Dementsprechend gibt es ein deutliches negatives Echo auf die Berichterstattung der Tagesschau. So rügt Dr. Ute Mohns, die Leiterin der Krebsprävention des Deutschen Krebsforschungszentrums in Heidelberg, die Tagesschau mit deutlichen Worten über Twitter: "Liebe @tagesschau, habt Ihr die Studie überhaupt gelesen? Seit wann ist 1,3 (Risikoschätzer für E-Zigaretten) gleich 2,6 (Risikoschätzer für Tabakzigarettten)? Abgesehen davon gibt die Studie klare Hinweise auf reverse Kausabilität: Lungenprobleme führen zum Umstieg auf die E-Zigarette." Mit dem letzten Satz geht Frau Dr. Mohns darauf ein, dass aus der Studie nicht abgeleitet werden kann, dass die Lungenerkrankungen durch die E-Zigarette verursacht werden. Vielmehr steigen Raucher, die bereits erkrankt sind, deswegen auf die E-Zigarette um. Viele andere Wissenschaftler aus aller Welt kritisieren die Studie selbst.

Die Studie wurde am 16. Dezember 2019 veröffentlicht. Unmittelbar danach erschien der Artikel der Tagesschau. Es drängt sich daher der Verdacht auf, dass der Artikel ohne eingehende Prüfung der Studie verfasst wurde. Der verantwortliche Korrepondent Marcus Schuler, der den Artikel verfasst hat, ist weiter studierter Politikwissenschaftler. Mit großer Wahrscheinlichkeit ist er nicht qualifiziert, die Studie fachlich und methodisch zu bewerten.

Joey Hoffmann, seines Zeichens Begründer und inhaltlich Verantwortlicher bei vapers.guru, hat auf der Facebook-Seite der Tagesschau in einem Kommentar ebenfalls zu dem Artikel Stellung genommen. Die Tagesschau-Redaktion hat diese Stellungnahme entfernt. In seinem Artikel auf vapers.guru geht Herr Hoffmann nun detailliert auf die Mängel der Tagesschau-Berichterstattung und die Aussagekraft der Studie ein. Wir möchten Ihnen diesen Artikel ans Herz legen.

Wir bei vapee.de finden es sehr bedauerlich, dass die E-Zigarette immer wieder zum Ziel massiver öffentlicher Angriffe wird. Auf der anderen Seite werden neue Produkte der Tabakindustrie steuersubventioniert in den Markt gedrückt. Um zum Beispiel herauszufinden, dass der Tabakerhitzer IQOS der Gesundheit nicht gut tut, reicht der konsequente Selbstversuch. Studien braucht es dazu nicht.  Wir haben berichtet. Zusammen mit Nikotinkaugummis und Nikotinpflastern werden schädliche Produkte wie IQOS durch eine schlechte Presse für die E-Zigarette gefördert.

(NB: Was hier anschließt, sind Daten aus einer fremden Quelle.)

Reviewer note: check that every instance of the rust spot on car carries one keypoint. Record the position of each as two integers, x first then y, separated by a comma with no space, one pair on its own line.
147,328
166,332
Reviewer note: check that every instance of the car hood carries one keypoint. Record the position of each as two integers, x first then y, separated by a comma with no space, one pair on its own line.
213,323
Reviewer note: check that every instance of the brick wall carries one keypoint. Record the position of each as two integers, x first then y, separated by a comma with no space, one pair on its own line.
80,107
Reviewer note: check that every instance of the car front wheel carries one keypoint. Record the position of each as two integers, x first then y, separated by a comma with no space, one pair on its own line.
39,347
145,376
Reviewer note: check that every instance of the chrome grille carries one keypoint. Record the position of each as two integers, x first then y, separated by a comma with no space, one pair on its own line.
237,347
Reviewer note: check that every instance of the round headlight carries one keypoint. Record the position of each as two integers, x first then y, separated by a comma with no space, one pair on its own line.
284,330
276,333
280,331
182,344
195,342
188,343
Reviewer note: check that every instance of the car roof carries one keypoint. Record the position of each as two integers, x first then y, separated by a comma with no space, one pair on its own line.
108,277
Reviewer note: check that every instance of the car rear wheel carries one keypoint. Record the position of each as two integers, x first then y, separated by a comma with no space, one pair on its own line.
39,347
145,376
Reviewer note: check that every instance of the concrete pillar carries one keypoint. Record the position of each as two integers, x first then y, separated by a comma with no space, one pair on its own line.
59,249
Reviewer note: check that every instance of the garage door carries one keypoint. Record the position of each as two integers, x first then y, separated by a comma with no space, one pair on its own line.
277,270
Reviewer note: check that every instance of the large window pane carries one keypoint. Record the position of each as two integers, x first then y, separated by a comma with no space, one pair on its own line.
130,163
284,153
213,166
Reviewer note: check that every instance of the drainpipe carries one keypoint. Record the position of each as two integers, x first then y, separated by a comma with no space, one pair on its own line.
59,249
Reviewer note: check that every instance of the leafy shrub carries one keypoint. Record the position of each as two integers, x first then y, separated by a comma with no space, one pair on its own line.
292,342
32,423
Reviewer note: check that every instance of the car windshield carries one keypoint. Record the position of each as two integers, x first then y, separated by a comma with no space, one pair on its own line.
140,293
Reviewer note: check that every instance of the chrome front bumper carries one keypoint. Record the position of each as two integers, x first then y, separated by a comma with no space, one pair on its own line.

Prof. Dr. Stanton Glantz arbeitet mit dem Pharmakonzern Johnson & Johnson, der Nikotinpflaster herstellt, eng zusammen. Das wundert uns nicht. Dass die Tagesschau aber davon absieht, Hintergrundrecherchen anzustellen, wundert uns schon. Die Tagesschau galt uns bei vapee.de bisher als eine vergleichsweise seriöse Informationsquelle. Große Macht bedeutet große Verantwortung. Es wäre schade, wenn nun auch die Tagesschau-Redaktion das Augenmaß verlöre und Sensation für wichtiger als seriös recherchierte Information hielte.